PGs, lipid mediators derived from COXs, also play a critical role in allergic lung inflammation . In the mouse model, inhibition of PG production by COX inhibitors results in increased allergic inflammation, suggesting that the overall effects of PGs during the allergen sensitization and challenge process is to restrain allergic inflammation [21-24]. Current in vivo animal studies suggest that PGD2 and Thromboxane A2 (TXA2) both increase allergic lung inflammation whereas the PGE2 and PGI2 restrain the allergen-induced inflammatory response. More specifically, PGE2 suppresses allergic inflammation through the EP3 receptor pathways and inhibits eosinophil trafficking through EP2 receptors [25, 26]. Furthermore, selective PGE2 receptor agonists are being evaluated as therapeutic agents for the treatment of asthma .
Although medication and environmental manipulation play an important role in the treatment of asthma, dietary intervention appears to be an alternative therapy. Evidence from some epidemiological studies has suggested that consumption of ω-3 fatty acids such as EPA and DHA may reduce the incidence of asthma while dietary intake of a high fat diet rich in ω-6 fatty acids is associated with a higher risk of asthma [28-30]. However, clinical data of interventional studies on the effects of fish oil intake has been equivocal and controversial [31, 32]. While some interventional studies have observed clinical improvements, other studies have not demonstrated improvements in asthmatic symptoms following ω-3 PUFAs supplementation [1, 33-35]. Recent reports suggested that anti-inflammatory effects and other biologically relevant properties of ω-3 fatty acids may be due, in part, to the generation of various bioactive oxidation products [1, 28, 36, 37]. For example, EPA-derived resolvin E1 dampens airway inflammation and hyperresponsiveness in a mouse model of ovalbumin (OVA)-induced allergic lung inflammation while similar effects have been observed for protectin D1, an enzymatic product generated from DHA, in asthmatic patients and in this OVA model [38, 39].
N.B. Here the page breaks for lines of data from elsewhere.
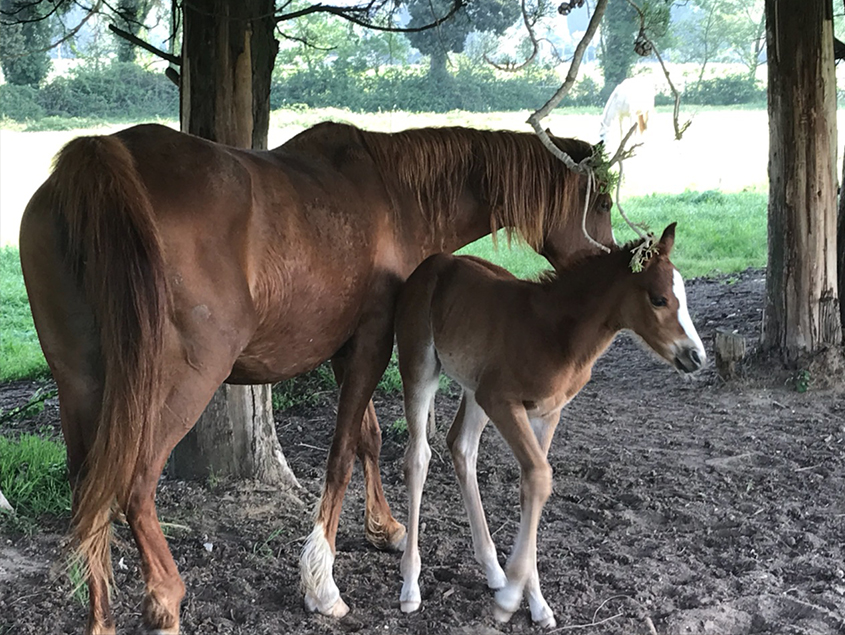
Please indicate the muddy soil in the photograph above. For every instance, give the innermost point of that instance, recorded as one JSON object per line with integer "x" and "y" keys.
{"x": 680, "y": 505}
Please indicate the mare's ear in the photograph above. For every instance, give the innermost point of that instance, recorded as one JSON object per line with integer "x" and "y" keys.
{"x": 667, "y": 240}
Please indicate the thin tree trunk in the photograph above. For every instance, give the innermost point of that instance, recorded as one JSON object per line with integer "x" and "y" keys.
{"x": 228, "y": 54}
{"x": 802, "y": 303}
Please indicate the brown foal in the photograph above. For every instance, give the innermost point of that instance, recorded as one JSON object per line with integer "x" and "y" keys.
{"x": 521, "y": 350}
{"x": 159, "y": 265}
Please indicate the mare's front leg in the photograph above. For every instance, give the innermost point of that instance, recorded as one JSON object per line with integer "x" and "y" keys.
{"x": 368, "y": 354}
{"x": 463, "y": 439}
{"x": 535, "y": 487}
{"x": 382, "y": 529}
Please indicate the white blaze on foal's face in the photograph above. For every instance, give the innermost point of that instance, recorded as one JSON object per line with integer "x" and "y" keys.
{"x": 689, "y": 352}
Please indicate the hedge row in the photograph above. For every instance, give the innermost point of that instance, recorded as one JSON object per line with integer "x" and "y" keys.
{"x": 125, "y": 91}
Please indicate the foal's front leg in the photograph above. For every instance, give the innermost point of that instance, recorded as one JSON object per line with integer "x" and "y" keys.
{"x": 420, "y": 375}
{"x": 463, "y": 439}
{"x": 535, "y": 488}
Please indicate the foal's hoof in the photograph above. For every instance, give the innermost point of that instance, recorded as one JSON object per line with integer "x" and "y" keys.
{"x": 410, "y": 606}
{"x": 501, "y": 615}
{"x": 336, "y": 609}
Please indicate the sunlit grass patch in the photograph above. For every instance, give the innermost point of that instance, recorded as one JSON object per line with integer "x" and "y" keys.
{"x": 20, "y": 352}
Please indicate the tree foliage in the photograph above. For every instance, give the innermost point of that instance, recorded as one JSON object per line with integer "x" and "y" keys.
{"x": 24, "y": 40}
{"x": 491, "y": 16}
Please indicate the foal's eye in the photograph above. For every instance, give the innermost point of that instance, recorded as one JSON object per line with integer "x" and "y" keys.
{"x": 658, "y": 301}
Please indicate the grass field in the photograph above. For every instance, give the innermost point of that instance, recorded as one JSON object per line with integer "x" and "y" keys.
{"x": 713, "y": 183}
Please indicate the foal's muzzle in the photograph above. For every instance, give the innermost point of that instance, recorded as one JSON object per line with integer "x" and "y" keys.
{"x": 689, "y": 358}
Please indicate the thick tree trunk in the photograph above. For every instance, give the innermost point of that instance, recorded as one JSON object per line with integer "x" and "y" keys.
{"x": 227, "y": 58}
{"x": 802, "y": 305}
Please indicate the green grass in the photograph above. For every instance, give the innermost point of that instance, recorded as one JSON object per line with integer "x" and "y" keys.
{"x": 717, "y": 233}
{"x": 20, "y": 352}
{"x": 33, "y": 477}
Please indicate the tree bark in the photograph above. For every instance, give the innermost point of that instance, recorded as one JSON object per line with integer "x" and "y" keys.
{"x": 802, "y": 303}
{"x": 228, "y": 53}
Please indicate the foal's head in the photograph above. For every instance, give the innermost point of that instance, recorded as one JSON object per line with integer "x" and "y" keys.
{"x": 655, "y": 308}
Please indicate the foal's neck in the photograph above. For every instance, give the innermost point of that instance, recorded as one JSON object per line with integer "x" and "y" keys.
{"x": 586, "y": 301}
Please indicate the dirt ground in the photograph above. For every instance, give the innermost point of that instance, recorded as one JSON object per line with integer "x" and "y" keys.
{"x": 691, "y": 505}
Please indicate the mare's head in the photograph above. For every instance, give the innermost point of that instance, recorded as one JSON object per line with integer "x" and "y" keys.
{"x": 655, "y": 308}
{"x": 564, "y": 240}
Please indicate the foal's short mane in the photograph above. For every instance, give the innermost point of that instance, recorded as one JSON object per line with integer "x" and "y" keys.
{"x": 526, "y": 188}
{"x": 588, "y": 259}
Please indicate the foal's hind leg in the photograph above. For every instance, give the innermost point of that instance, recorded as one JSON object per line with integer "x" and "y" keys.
{"x": 463, "y": 439}
{"x": 382, "y": 530}
{"x": 189, "y": 395}
{"x": 368, "y": 355}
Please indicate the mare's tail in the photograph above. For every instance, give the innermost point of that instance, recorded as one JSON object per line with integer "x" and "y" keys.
{"x": 115, "y": 253}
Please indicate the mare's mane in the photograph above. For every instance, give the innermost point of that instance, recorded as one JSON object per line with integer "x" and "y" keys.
{"x": 528, "y": 190}
{"x": 587, "y": 260}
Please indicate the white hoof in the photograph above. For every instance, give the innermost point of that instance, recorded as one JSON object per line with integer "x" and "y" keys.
{"x": 336, "y": 609}
{"x": 500, "y": 614}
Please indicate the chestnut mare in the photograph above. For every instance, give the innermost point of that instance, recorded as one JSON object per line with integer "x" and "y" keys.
{"x": 159, "y": 265}
{"x": 520, "y": 350}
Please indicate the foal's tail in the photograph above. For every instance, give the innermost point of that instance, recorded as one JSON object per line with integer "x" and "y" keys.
{"x": 115, "y": 253}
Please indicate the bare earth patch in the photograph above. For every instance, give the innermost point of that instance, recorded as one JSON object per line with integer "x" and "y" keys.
{"x": 696, "y": 506}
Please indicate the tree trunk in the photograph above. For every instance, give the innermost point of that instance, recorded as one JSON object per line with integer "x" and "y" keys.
{"x": 802, "y": 306}
{"x": 228, "y": 52}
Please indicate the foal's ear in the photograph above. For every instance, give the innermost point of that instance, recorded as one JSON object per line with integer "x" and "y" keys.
{"x": 667, "y": 240}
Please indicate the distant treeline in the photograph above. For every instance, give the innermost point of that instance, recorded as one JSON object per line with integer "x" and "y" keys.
{"x": 124, "y": 91}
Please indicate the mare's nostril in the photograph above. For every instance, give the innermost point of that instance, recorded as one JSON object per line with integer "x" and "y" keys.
{"x": 694, "y": 356}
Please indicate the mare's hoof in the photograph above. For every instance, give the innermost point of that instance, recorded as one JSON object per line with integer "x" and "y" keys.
{"x": 501, "y": 615}
{"x": 336, "y": 609}
{"x": 496, "y": 579}
{"x": 410, "y": 606}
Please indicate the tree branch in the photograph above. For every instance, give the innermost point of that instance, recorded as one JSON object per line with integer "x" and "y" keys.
{"x": 348, "y": 14}
{"x": 126, "y": 35}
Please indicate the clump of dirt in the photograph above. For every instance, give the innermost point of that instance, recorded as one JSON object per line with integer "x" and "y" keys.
{"x": 684, "y": 504}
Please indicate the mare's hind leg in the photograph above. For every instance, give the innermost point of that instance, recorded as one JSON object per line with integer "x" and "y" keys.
{"x": 368, "y": 353}
{"x": 382, "y": 529}
{"x": 463, "y": 439}
{"x": 420, "y": 373}
{"x": 190, "y": 392}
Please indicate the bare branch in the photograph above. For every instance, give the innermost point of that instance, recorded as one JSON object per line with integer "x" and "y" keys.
{"x": 543, "y": 112}
{"x": 535, "y": 46}
{"x": 126, "y": 35}
{"x": 649, "y": 47}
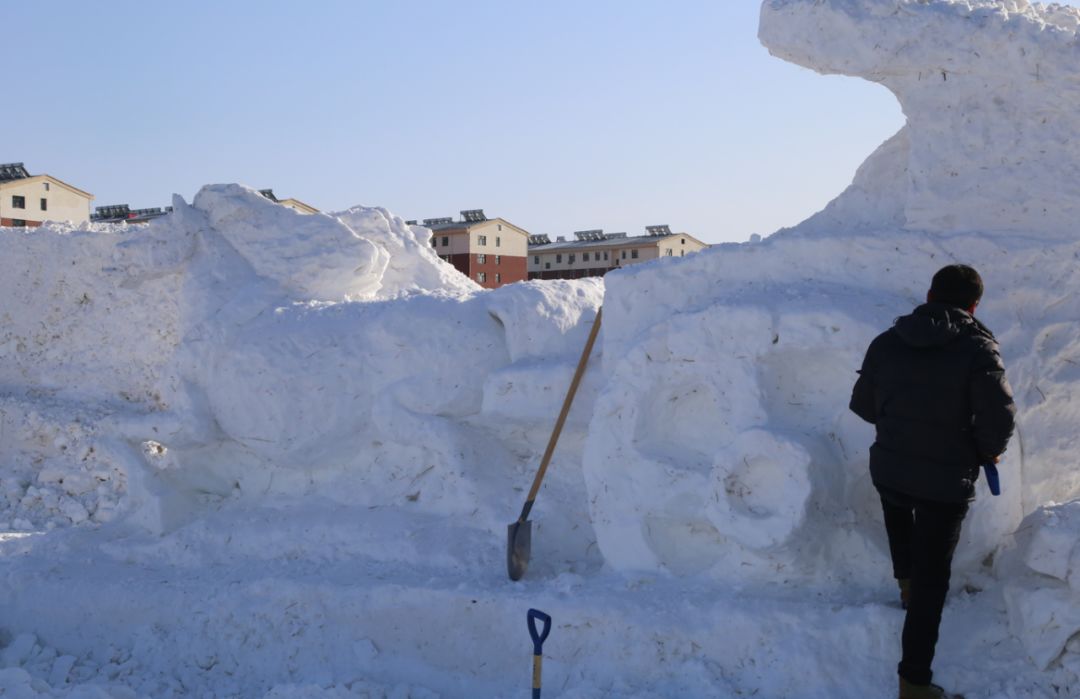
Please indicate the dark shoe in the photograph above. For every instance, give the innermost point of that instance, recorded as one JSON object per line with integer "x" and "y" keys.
{"x": 908, "y": 690}
{"x": 905, "y": 591}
Our research group has extensively studied mechanisms of free radical-initiated peroxidation of PUFAs in vitro and in vivo and has developed a number of analytical techniques based on MS to analyze the oxidation products [40-42]. We have determined that oxidation of PUFAs generates an array of peroxidation products and F2-IsoPs, F3-IsoPs and F4-IsoPs are one of the major classes of oxidation products generated from AA, EPA and DHA respectively (scheme 1) [41, 43-45]. We contend that supplementation of ω-3 PUFAs may alter the production of oxidation compounds, such as F2-IsoPs, F3-IsoPs and F4-IsoPs, as well as the PGs. The modulation of the levels of these lipid mediators may have profound impact on allergic lung inflammation. In this study, we employed the OVA model to study the effects of fish oil supplementation on the levels of PGs and IsoPs and correlated these levels to airway inflammation. Our studies showed that OVA sensitization and challenge caused increased production of F2-IsoPs in mouse lung and fish oil supplementation significantly reduced the F2-IsoP levels with the concomitant increase of F3- and F4-IsoPs. Moreover, the production of PGE2 in the lung was suppressed. Alteration of these lipid mediators by dietary fish oil supplementation resulted in unexpected augmentation of lung inflammation as measured by the elevated levels of cytokine IL-5 and IL-13.
Pentafluorobenzyl (PFB) bromide, diisopropylethylamine and OVA (Chicken, grade V) were obtained from Sigma (St. Louis, MO). Dimethylformamide, and undecane were obtained from Aldrich (Milwaukee, WI). N,O-bis(trimethylsilyl)-trifluoroacetamide (BSTFA) was obtained from Supelco Inc. (Bellefonte, PA). C18 and silica Sep-Paks were purchased from Waters Associates (Milford, MA). Thin layer chromatography (TLC) was performed on silica gel 60ALK6D plates (Whatman International Ltd., Maidstone, UK). All fatty acids were purchased from Nu-Chek Prep Inc. (Elysian, MN). D4-15-F2t-IsoP (8-iso-PGF2α) was purchased from Cayman Chemical Co. (Ann Arbor, MI). 17-F4c-neuroprostanes (17-F4c-NP) was chemically synthesized, and 18O exchange was performed according to a procedure reported previously [46, 47]. The unlabeled blank of the standard is 2 parts/thousand. Interleukin-5 (IL-5) and IL-13 were obtained from R&D Systems (Minneapolis, MN). AIN-93 diet was purchased from Dyets Inc (Bethlehem, PA).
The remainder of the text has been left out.